According to Anthropic's documentation, "a bad actor" manipulating this feature could potentially "inconspicuously add instructions via external files or websites" that manipulate Claude into "reading sensitive data from a claude.ai connected knowledge source" and "using the sandbox environment to make an external network request to leak the data."
This describes a prompt injection attack, where hidden instructions embedded in seemingly innocent content can manipulate the AI model's behavior—a vulnerability that security researchers first documented in 2022. These attacks represent a pernicious, unsolved security flaw of AI language models, since both data and instructions in how to process it are fed through as part of the "context window" to the model in the same format, making it difficult for the AI to distinguish between legitimate instructions and malicious commands hidden in user-provided content.
The company states in its security documentation that it discovered the vulnerabilities of the new feature through "red-teaming and security testing" before release.
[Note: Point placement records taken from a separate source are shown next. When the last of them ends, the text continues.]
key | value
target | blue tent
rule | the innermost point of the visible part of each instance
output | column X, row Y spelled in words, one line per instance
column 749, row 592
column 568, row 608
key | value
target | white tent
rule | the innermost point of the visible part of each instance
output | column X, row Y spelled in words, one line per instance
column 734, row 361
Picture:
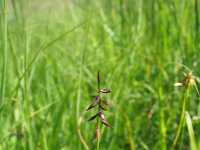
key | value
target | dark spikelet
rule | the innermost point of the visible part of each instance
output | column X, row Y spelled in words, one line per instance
column 98, row 80
column 102, row 107
column 105, row 123
column 105, row 91
column 96, row 134
column 92, row 105
column 96, row 97
column 93, row 117
column 101, row 115
column 106, row 102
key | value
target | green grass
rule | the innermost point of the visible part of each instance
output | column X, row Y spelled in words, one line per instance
column 50, row 52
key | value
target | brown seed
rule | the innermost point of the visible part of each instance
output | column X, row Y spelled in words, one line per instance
column 105, row 91
column 96, row 134
column 106, row 102
column 93, row 117
column 92, row 105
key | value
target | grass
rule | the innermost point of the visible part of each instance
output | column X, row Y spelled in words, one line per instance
column 50, row 52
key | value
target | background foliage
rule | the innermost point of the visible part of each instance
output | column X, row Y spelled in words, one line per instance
column 50, row 52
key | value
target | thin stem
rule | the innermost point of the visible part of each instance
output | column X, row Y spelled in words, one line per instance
column 182, row 121
column 99, row 108
column 98, row 127
column 3, row 77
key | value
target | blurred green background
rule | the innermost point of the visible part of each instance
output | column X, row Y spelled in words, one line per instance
column 50, row 51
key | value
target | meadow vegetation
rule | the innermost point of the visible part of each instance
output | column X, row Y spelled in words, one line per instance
column 50, row 52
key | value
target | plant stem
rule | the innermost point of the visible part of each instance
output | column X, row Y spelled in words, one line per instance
column 3, row 77
column 182, row 121
column 98, row 127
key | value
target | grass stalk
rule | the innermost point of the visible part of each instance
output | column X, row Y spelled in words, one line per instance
column 182, row 120
column 193, row 145
column 3, row 77
column 162, row 122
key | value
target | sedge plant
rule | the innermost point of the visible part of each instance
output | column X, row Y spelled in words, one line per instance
column 187, row 83
column 99, row 102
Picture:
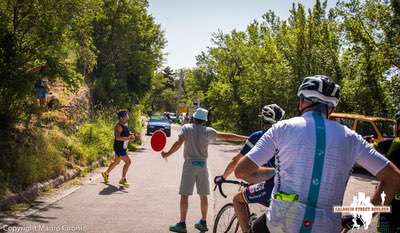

Anthropic's recommended mitigation for users is to "monitor Claude while using the feature and stop it if you see it using or accessing data unexpectedly," although this places the burden of security entirely on the user in what is marketed as an automated, hands-off system.
Independent AI researcher Simon Willison, reviewing the feature today on his blog, noted that Anthropic's advice to "monitor Claude while using the feature" amounts to "unfairly outsourcing the problem to Anthropic's users."
Anthropic’s mitigations
Anthropic is not completely ignoring the problem, however. The company has implemented several security measures for the file creation feature. For Pro and Max users, Anthropic disabled public sharing of conversations that use the file creation feature. For Enterprise users, the company implemented sandbox isolation so that environments are never shared between users. The company also limited task duration and container runtime "to avoid loops of malicious activity."
For Team and Enterprise administrators, Anthropic also provides an allowlist of domains Claude can access, including api.anthropic.com, github.com, registry.npmjs.org, and pypi.org. The documentation states that "Claude can only be tricked into leaking data it has access to in a conversation via an individual user's prompt, project or activated connections."
Anthropic's documentation states the company has "a continuous process for ongoing security testing and red-teaming of this feature." The company encourages organizations to "evaluate these protections against their specific security requirements when deciding whether to enable this feature."
Prompt injections galore
Even with Anthropic's security measures, Willison says he'll be cautious. "I plan to be cautious using this feature with any data that I very much don’t want to be leaked to a third party, if there’s even the slightest chance that a malicious instruction might sneak its way in," he wrote on his blog.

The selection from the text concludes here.